I tried a kind of lackluster solution by creating a “dedicated API User” and then using that users API key inside the code (not really viable, i know) - but that solution only works as long, as the current user is not registered/logged in.
So my question would be, if there’s a way to either give every guest user read access to the REST API or if there’s a JS way to check, if the current user is logged in (already tried via cookie, but could not work it out).
I am probably doing in wrong, but maybe someone can give me an hint.
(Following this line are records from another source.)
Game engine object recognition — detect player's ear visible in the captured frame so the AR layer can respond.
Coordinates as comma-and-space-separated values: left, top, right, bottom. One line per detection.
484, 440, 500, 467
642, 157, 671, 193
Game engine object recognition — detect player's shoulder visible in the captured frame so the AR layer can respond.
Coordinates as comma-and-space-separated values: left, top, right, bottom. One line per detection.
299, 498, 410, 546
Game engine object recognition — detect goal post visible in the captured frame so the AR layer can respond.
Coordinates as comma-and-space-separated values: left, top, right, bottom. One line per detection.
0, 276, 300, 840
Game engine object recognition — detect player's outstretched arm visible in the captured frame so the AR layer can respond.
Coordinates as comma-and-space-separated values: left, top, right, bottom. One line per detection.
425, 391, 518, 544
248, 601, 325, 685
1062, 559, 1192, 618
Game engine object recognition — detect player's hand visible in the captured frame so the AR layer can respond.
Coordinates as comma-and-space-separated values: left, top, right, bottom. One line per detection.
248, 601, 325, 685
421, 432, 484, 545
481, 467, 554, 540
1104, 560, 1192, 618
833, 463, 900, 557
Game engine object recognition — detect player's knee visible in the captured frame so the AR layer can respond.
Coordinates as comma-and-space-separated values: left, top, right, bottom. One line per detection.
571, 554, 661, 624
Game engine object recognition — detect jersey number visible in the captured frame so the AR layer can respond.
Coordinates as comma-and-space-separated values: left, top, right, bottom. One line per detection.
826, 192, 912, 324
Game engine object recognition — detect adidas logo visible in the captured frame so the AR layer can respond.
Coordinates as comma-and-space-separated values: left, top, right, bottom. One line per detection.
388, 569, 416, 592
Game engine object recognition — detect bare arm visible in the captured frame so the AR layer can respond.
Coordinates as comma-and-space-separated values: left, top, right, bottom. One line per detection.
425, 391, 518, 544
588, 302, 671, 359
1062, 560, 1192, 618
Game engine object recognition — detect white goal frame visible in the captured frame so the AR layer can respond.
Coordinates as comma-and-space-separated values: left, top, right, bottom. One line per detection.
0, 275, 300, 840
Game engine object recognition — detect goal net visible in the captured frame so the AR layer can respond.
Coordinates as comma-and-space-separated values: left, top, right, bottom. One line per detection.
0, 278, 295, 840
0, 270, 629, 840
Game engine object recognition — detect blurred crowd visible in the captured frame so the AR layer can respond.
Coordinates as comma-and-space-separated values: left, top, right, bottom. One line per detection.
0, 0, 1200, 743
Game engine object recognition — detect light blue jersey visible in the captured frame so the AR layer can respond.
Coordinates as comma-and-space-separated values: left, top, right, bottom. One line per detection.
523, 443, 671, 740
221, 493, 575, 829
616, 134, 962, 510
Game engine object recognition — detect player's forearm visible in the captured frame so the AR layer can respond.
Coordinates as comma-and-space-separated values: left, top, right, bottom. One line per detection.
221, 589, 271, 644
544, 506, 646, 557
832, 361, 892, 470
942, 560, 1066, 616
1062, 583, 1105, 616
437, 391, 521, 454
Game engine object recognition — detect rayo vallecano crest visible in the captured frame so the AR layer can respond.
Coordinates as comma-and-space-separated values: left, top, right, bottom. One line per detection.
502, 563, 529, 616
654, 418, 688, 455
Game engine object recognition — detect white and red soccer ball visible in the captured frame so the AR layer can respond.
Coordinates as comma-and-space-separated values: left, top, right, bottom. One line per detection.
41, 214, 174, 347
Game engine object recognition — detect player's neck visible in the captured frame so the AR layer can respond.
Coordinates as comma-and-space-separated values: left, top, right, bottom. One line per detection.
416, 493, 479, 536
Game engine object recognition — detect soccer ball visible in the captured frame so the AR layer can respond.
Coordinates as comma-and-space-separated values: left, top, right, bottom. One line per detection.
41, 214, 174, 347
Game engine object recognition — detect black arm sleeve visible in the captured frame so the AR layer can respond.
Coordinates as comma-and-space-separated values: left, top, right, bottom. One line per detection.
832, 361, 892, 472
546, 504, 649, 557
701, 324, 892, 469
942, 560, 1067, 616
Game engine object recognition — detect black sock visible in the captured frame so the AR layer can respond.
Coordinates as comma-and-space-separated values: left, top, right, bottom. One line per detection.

Is this going to run through your browser in production (e.g. as a browser extension or something), or will it run from another server-side tool (e.g. a NodeJS app)? If the latter, then your question is more about your development environment than a production concern, I think. You might use a secondary browser (or another profile) to look at the API results during development so that a logged-in user session doesn’t interfere.
Regards,
Alec Smecher
Public Knowledge Project Team
thanks for the quick reply. It is running through the (user’s) browser - so it is more of an UI/theme component. That’s why my APIKey solution is kinda bad and i am kind of stuck .
Hmm, I see. The results the API gives you using a user account’s API key (and no session cookie) should be the same as you see when logged in as that user (with a session cookie and no API key) – are you seeing something different?
Regards,
Alec Smecher
Public Knowledge Project Team
Hi @asmecher,
I probably voiced my problem a bit poorly.
So my Vue Component pulls all issues dynamically filtered by year via the API. This is supposed to work for registered/logged-in users as well as guests without any account. But as guests do not have read access to the API (i get a 404 at least), i actually do now know how to do this.
As mentioned in my first post, i tried the following: Create a dedicated “APIUser” Account and use the “APIUser” key to provide API access to guests. This solution works only for Guests tho, because as soon as a real “UserXYZ” is logged in, the query (still provided with APIUser key) will a return a 404 as well.